3660 – winbindd getpwent does not handle long and sparse user lists well

Bug 3660 - winbindd getpwent does not handle long and sparse user lists well

Summary: winbindd getpwent does not handle long and sparse user lists well

Status:	RESOLVED DUPLICATE of bug 3024

Alias:	None

Product:	Samba 3.0
Classification:	Unclassified
Component:	winbind (show other bugs)
Version:	3.0.21c
Hardware:	x86 Linux

Importance:	P3 normal
Target Milestone:	none
Assignee:	Samba Bugzilla Account
QA Contact:	Samba QA Contact

URL:
Keywords:

Depends on:	3024
Blocks:
	Show dependency tree / graph

Reported:	2006-04-05 08:40 UTC by Bob Gautier (550 Unknown Recipient)
Modified:	2006-04-21 07:30 UTC (History)
CC List:	0 users

See Also:

Attachments
Add an attachment (proposed patch, testcase, etc.)

Note You need to log in before you can comment on or make changes to this bug.

Description Bob Gautier (550 Unknown Recipient) 2006-04-05 08:40:33 UTC

In an Active Directory configuration using idmap_ad I have about 8500 users in four realms, of which only one has uidNumber, gidNumber, etc. set.  If I do a 'getent passwd <username>' for that user it lists fine.  However 'getent passwd' (i.e. listing all users) does not list that user.

It seems to me that two problems are causing this:

1) The loop in winbindd_getpwent() (winbindd_user.c) does not deal well with the case where winbindd_fill_pwent() returns an error

2) libnss_winbindd imposes an overall 30-second timeout on any transaction, which in my case is far too low (and at very least, defeats use of long 'ldap timeout' values)

The two patches below (produced by Red Hat's 'gendiff') have fixed my problem.
I have taken the liberty of raising the debug level at which 'could not lookup domain user' messages are logged since in my application many thousands are produced, very frequently.

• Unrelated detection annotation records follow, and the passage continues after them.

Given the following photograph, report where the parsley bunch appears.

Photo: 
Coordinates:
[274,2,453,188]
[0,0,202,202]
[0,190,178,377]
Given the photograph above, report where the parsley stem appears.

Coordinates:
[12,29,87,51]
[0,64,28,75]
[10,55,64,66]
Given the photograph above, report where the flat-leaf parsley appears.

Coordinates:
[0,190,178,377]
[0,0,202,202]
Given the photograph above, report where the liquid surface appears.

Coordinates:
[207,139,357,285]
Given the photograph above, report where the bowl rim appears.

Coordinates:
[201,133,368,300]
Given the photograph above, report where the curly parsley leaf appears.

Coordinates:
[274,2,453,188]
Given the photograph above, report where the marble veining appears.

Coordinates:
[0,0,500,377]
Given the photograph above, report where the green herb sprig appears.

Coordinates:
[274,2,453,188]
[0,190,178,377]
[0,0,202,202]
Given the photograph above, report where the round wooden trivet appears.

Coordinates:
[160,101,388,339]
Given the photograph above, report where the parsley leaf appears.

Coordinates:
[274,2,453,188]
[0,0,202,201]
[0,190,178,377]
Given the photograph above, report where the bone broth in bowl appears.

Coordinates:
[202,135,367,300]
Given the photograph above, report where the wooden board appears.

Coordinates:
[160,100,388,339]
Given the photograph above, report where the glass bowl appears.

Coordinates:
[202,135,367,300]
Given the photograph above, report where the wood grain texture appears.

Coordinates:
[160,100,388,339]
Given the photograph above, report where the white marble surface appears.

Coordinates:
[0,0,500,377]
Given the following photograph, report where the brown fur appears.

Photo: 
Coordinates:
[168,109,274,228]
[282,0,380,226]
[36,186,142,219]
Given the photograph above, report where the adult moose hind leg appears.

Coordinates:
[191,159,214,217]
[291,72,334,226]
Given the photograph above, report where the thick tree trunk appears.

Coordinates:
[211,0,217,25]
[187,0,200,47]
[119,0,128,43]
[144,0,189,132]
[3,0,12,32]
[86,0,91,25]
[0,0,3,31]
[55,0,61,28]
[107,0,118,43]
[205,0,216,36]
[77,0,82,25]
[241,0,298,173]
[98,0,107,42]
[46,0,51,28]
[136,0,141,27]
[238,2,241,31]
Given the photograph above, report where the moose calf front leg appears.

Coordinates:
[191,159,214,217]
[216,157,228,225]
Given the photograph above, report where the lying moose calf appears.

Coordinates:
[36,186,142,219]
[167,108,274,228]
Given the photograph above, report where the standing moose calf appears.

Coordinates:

--- samba-3.0.21c/source/nsswitch/winbindd_user.c.sparse_users	2006-04-05 10:22:20.000000000 +0100
+++ samba-3.0.21c/source/nsswitch/winbindd_user.c	2006-04-05 13:20:17.000000000 +0100
@@ -75,7 +75,7 @@
 {
 	fstring output_username;
 	fstring sid_string;
-	
+
 	if (!pw || !dom_name || !user_name)
 		return False;
 	
@@ -656,7 +656,7 @@
 
 	/* Start sending back users */
 
-	for (i = 0; i < num_users; i++) {
+	for (i = 0; i < num_users;) {
 		struct getpwent_user *name_list = NULL;
 		uint32 result;
 
@@ -710,8 +710,10 @@
 			state->response.length += 
 				sizeof(struct winbindd_pw);
 
+			i++;
+
 		} else
-			DEBUG(1, ("could not lookup domain user %s\n",
+			DEBUG(3, ("could not lookup domain user %s\n",
 				  name_list[ent->sam_entry_index].name));
 	}
 
--- samba-3.0.21c/source/nsswitch/wb_common.c.indefinite_wait	2006-04-05 12:05:08.000000000 +0100
+++ samba-3.0.21c/source/nsswitch/wb_common.c	2006-04-05 12:05:49.000000000 +0100
@@ -409,7 +409,7 @@
 static int read_sock(void *buffer, int count)
 {
 	int result = 0, nread = 0;
-	int total_time = 0, selret;
+	int selret;
 
 	/* Read data from socket */
 	while(nread < count) {
@@ -432,12 +432,6 @@
 		
 		if (selret == 0) {
 			/* Not ready for read yet... */
-			if (total_time >= 30) {
-				/* Timeout */
-				close_sock();
-				return -1;
-			}
-			total_time += 5;
 			continue;
 		}

Comment 1 Bob Gautier (550 Unknown Recipient) 2006-04-10 04:08:20 UTC

This looks like the same problem reported in BZ#3024

Comment 2 Gerald (Jerry) Carter (dead mail address) 2006-04-20 07:51:19 UTC


*** This bug has been marked as a duplicate of 3024 ***

Comment 3 Bob Gautier (550 Unknown Recipient) 2006-04-21 07:30:17 UTC

(In reply to comment #2)
> *** This bug has been marked as a duplicate of 3024 ***

The first part is certainly a duplicate, and the fix proposed in 3024 is more complete than the one here, but the fixed 30-second timeout in 'getent' won't be addressed simply by fixing the loop.  Maybe we should create a new BZ for that problem alone?